WAIVER OF FARM LOAN IS A BURDEN ON ECONOMY

WAIVER OF FARM LOAN IS A BURDEN ON ECONOMY

BE/RBI NOTE/25/2018  

It is well known that a number of states have waived off farm loans after the 2014 General Elections in 2014.  The grey areas here as per RBI report are:

  1. The burden on farmers and their families have obviously reduced
  2. But the benefits to the overall economy through higher investments in agriculture and improved productivity, has not shown any positive effect.
  3. Farm productivity enhancement through pecuniary incentives like debt waivers is unproven and the higher fiscal deficits in future may not be offset by higher GDP gains

Effect of Loan Waiver:

  • Farm loan waivers have become the fulcrum point of discussion on policy making circles. We also observe that almost all States are going for the populist measure to attract their voters.
  • Banks have been spared of the burden of writing off of loans but the burden has fallen on state Governments who have to fund the liabilities through market borrowings.
  • It is seen that the total debt waiver granted during FY18 amounted to 0.32% of India’s GDP as per revised estimates.  The total debt waivers are budgeted at 0.2%of GDP in FY19.

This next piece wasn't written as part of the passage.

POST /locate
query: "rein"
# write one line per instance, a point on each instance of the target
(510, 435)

Contribution To Fiscal Deficit Of States

  • Also, the FY19 budget estimates read that the states have allocated between 0.1% to 0.8% of the respective state domestic product to loan waivers, which ranges between 2.0% to 2.98% of their budgeted gross fiscal deficit.
  • The stress on States is because of the waiver of Farm Loans since 2014.
  • Though the farmers benefit from the waivers, it becomes a challenge for policy makers as it could fuel inflation.

Concerns:

  1. If the waivers are not targeted efficiently in addition to the productivity issues, the possibility of these waivers contributing to inflationary pressures via higher fiscal deficits is a great concern adds the report.
  2. Farm productivity enhancement through pecuniary incentives like debt waivers is not justified the report further adds.
  3. The use of 68% of available financial resources, in the form of gross domestic households’ financial savings of the gross GDP in FY 17 has been used to fund the deficits.
  4. External debt sustainability has emerged as a corporate sector risk in view of the recent appreciation of the US dollar and US dollar funding gaps.